A diet rich in vegetables, fruits and whole grains may decrease symptoms and lessen disease progression in patients with multiple sclerosis (MS), a study suggests.
The report, “Diet quality is associated with disability and symptom severity in multiple sclerosis,” appeared in the journal Neurology.
“People with MS often ask if there is anything they can do to delay or avoid disability, and many people want to know if their diet can play a role, but there have been few studies investigating this,” Kathryn C. Fitzgerald, the study’s lead author and a researcher at Baltimore’s Johns Hopkins School of Medicine, said in a press release.

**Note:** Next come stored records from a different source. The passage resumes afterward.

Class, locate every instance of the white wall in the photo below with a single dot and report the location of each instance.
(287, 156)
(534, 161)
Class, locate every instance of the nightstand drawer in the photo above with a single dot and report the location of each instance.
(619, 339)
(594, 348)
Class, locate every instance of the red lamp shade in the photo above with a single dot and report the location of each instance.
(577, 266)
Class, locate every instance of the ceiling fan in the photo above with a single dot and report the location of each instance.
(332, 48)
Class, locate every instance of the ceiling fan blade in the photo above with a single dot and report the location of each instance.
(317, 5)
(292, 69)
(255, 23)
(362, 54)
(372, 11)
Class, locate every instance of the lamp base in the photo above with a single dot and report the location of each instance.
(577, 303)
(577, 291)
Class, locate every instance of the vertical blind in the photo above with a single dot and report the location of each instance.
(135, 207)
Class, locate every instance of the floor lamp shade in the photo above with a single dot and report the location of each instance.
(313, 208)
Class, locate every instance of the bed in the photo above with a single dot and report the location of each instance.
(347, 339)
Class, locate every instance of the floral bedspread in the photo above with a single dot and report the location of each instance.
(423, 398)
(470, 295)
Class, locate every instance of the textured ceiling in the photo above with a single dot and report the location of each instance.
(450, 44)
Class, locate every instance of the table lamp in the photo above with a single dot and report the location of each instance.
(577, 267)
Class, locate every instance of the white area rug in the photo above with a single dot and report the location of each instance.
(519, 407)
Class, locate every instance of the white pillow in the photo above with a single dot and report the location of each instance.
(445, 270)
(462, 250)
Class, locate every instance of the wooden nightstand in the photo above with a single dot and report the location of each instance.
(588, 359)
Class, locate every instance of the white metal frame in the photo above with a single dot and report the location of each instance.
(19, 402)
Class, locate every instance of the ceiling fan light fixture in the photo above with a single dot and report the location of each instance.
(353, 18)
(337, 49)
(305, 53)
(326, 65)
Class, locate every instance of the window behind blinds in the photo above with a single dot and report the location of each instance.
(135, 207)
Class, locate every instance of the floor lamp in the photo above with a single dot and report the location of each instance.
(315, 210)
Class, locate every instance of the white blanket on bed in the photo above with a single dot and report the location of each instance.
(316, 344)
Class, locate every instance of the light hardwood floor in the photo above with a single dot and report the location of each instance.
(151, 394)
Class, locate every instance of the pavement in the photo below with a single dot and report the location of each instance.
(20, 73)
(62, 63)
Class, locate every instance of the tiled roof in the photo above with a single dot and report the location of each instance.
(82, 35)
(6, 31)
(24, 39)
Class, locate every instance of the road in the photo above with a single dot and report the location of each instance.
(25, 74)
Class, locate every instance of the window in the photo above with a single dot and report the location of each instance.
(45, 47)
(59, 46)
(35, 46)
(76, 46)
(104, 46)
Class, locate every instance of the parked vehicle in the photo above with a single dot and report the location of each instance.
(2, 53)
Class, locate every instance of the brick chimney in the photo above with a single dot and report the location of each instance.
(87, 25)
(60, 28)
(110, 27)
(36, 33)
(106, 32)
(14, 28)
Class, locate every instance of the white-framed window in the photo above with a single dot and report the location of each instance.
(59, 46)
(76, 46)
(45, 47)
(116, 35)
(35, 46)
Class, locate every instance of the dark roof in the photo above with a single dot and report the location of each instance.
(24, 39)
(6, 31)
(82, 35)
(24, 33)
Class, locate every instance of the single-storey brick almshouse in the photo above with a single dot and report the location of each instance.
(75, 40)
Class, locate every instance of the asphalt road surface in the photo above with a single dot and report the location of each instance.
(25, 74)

“While this study does not determine whether a healthy lifestyle reduces MS symptoms or whether having severe symptoms makes it harder for people to engage in a healthy lifestyle, it provides evidence for the link between the two,” added Fitzgerald, who belongs to the American Academy of Neurology.
Researchers enrolled 6,989 patients with all types of MS — recruited from the North American Research Committee registry — and analyzed their responses to a questionnaire on diet habits.
The team, using Patient-Determined Disease Steps, assessed how diet and other lifestyle habits, such as routine physical activity and avoidance of smoking, were linked to disease severity. Patients disclosed their disease history in the previous six months.
The analysis showed that MS patients with a diet rich in fruits, vegetables, legumes and whole grains — and low in sugars and red meat — were 20 percent less likely to be depressed or see their disease worsen than patients with more unhealthy diets. That link remained even after accounting for patients’ age and time since the first sign of disease.
MS patients who ate an average 1.7 servings of whole grains and 3.3 servings of vegetables, legumes and fruits per day had the highest scores. Those who also had healthier lifestyles like exercising and not smoking had a 50 percent lower risk of depression, a 40 percent drop in pain and a 30 percent lower incidence of fatigue.
Specific diets, like the Paleo diet or weight-loss plans, led to a modest decrease in patients’ disability risks.
Overall, the team concluded, “our large cross-sectional survey suggests a healthy diet and a composite healthy lifestyle are associated with lesser disability and symptom burden in MS.”